Why engineers can't be rational about programming languages
Scope of the debate
- Several commenters note many responses fixate on “rewrites” instead of the article’s main claim: engineers’ language choices are strongly driven by identity and emotion, then rationalized after the fact.
- Others push back on the charged title, saying they’ve seen plenty of rational, pragmatic language decisions, and that the article overgeneralizes from a few anecdotes.
How important is language choice, economically?
- The claim that “a programming language is the single most expensive choice a company makes” is widely disputed.
- Many argue leadership quality, team composition, architecture, and infrastructure decisions dwarf language choice in impact.
- Some concede language can be costly at the extremes (e.g., dead ecosystems, very mismatched performance needs, exotic databases), but say most mainstream languages are “good enough” for typical business software.
- A minority argue tool choice can indeed make or break some projects (e.g., high‑performance DBs, real‑time systems), and treating language as interchangeable is itself bad engineering.
Rewrites and migrations
- Strong consensus: rewriting solely to change language is usually a terrible idea; only justified when the platform/ecosystem is clearly dead, fundamentally wrong for the domain, or non‑maintainable.

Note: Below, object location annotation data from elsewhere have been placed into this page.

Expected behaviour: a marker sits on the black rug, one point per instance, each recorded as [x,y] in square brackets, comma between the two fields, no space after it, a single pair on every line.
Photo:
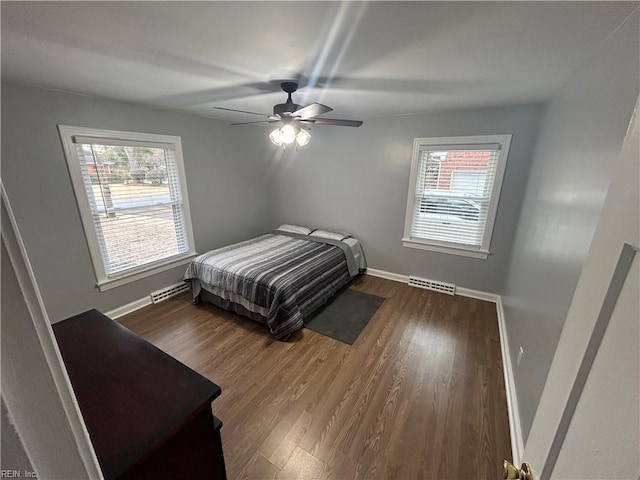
[345,315]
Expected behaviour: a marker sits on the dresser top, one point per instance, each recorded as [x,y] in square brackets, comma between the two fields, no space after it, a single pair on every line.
[132,395]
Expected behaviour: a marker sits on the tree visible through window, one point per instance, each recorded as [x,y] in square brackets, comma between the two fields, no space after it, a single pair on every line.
[130,191]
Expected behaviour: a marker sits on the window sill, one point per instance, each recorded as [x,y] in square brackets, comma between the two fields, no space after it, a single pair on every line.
[109,283]
[462,251]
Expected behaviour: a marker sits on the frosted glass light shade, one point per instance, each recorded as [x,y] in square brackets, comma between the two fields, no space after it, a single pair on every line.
[303,138]
[288,134]
[276,136]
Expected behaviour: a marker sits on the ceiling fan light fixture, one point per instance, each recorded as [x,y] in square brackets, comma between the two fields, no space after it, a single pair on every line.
[288,133]
[276,136]
[303,138]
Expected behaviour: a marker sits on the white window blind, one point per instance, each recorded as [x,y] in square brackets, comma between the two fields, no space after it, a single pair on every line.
[455,188]
[132,201]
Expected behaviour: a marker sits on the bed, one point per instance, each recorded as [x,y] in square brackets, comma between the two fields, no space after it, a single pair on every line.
[278,278]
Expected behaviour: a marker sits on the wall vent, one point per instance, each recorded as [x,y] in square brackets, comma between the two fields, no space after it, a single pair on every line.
[442,287]
[169,291]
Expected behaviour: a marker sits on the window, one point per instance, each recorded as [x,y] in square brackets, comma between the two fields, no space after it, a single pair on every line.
[132,198]
[453,193]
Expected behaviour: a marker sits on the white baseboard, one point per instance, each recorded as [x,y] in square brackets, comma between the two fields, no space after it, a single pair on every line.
[515,428]
[129,307]
[468,292]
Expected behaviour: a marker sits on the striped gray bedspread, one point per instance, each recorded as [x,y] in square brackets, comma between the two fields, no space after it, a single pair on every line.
[287,275]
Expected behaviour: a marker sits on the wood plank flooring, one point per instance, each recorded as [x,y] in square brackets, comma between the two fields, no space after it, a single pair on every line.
[419,395]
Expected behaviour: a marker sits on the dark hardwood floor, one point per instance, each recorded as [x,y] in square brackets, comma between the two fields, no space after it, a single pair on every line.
[419,395]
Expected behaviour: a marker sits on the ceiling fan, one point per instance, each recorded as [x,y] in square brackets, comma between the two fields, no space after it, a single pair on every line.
[295,119]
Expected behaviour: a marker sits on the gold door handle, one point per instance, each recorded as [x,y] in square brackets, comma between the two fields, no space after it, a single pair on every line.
[511,472]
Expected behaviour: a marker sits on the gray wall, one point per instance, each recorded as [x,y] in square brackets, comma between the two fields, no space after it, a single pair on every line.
[12,453]
[581,132]
[229,196]
[356,179]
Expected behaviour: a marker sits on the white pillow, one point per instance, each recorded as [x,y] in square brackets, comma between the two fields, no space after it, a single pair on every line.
[330,235]
[295,229]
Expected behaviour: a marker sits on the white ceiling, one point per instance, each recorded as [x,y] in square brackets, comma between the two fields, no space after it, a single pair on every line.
[364,59]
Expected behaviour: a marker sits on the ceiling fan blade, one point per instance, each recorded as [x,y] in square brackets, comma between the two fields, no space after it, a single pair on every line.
[310,111]
[249,123]
[240,111]
[334,121]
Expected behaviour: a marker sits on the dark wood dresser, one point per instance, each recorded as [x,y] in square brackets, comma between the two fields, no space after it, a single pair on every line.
[148,415]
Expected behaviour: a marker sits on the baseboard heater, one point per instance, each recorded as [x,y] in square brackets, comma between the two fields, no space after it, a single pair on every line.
[169,291]
[442,287]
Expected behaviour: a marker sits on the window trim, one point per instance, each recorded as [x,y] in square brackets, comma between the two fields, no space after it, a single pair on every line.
[103,281]
[448,247]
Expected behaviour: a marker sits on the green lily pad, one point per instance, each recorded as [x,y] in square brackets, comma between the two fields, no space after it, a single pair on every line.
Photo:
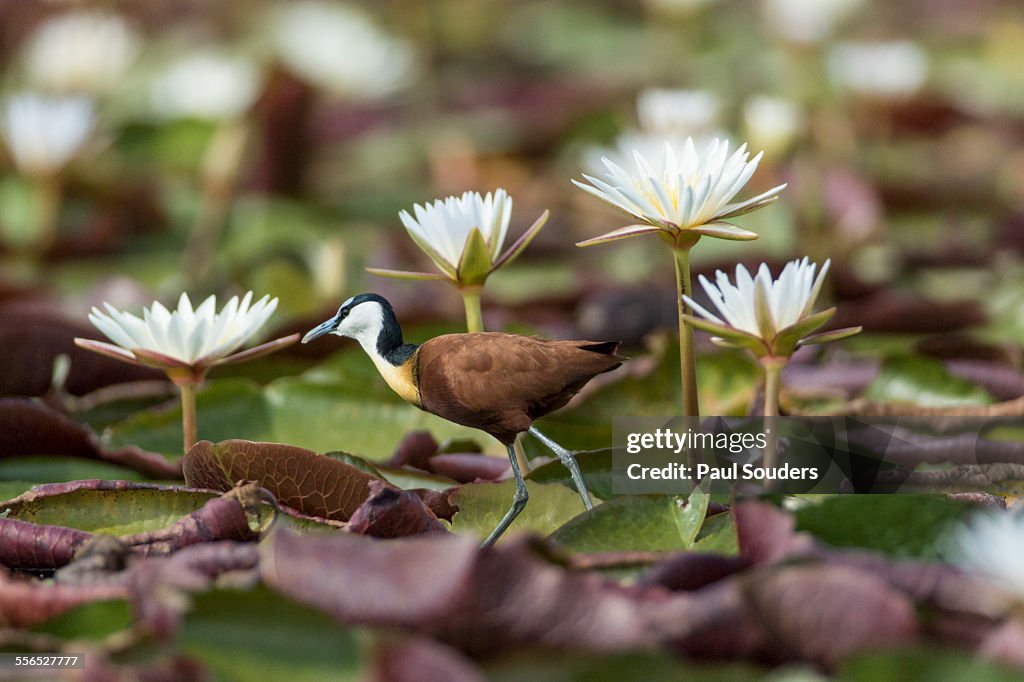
[260,635]
[635,522]
[923,665]
[905,525]
[923,382]
[112,511]
[482,505]
[92,621]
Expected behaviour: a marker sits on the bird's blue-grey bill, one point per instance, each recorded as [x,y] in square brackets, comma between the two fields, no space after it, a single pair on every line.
[321,330]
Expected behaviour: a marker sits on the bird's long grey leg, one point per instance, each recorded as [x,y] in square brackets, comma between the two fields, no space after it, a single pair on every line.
[518,501]
[570,464]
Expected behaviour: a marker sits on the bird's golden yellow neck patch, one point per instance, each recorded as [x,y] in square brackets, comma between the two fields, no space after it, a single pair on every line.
[399,378]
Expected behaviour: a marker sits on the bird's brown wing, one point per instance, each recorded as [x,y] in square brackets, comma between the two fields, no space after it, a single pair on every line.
[501,382]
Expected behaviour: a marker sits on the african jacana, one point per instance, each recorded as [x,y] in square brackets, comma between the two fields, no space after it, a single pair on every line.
[498,383]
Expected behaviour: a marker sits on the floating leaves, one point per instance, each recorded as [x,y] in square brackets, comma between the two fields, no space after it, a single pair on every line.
[300,478]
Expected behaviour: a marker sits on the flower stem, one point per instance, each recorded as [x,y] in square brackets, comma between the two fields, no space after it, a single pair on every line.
[49,197]
[773,382]
[221,165]
[188,414]
[687,356]
[471,298]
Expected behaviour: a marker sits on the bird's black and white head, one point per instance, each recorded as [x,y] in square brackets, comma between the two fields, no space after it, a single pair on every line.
[370,320]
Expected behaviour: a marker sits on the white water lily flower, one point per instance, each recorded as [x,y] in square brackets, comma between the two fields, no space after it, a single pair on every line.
[772,123]
[888,71]
[990,546]
[339,48]
[208,84]
[683,113]
[686,196]
[770,316]
[184,342]
[81,51]
[43,132]
[464,237]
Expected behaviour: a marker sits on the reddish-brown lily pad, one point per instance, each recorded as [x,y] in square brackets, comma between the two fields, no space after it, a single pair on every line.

- Success stories exist but are treated as rare, special‑circumstance exceptions, often done incrementally.
- Many emphasize that rewrites mostly re-learn hard‑won lessons and risk years of delay.
Identity, tribalism, and cognitive bias
- Many endorse the article’s idea that language allegiance is tied to professional identity and fragile expertise; unfamiliar languages temporarily make people feel less competent.
- Others liken languages and their communities to cults with charismatic leaders, dogma, aesthetics, and “holy texts.”
- There’s discussion of Dunning–Kruger and emotional reasoning, but also criticism that the article pathologizes disagreement without rigorously proving its claims.
Who should choose, and based on what?
- Tension between:
- “Use what the team already knows” / minimize cognitive and hiring cost.
- “Pick the right tool for the job” / avoid forcing everything into one stack.
- Several note management often drives hype‑based choices (Rust, React, Rails, etc.), or imports biases from peers (“language X doesn’t scale”).
- Some stress the real failure is hiring “language technicians” instead of language‑agnostic engineers who can move across stacks and treat tools instrumentally.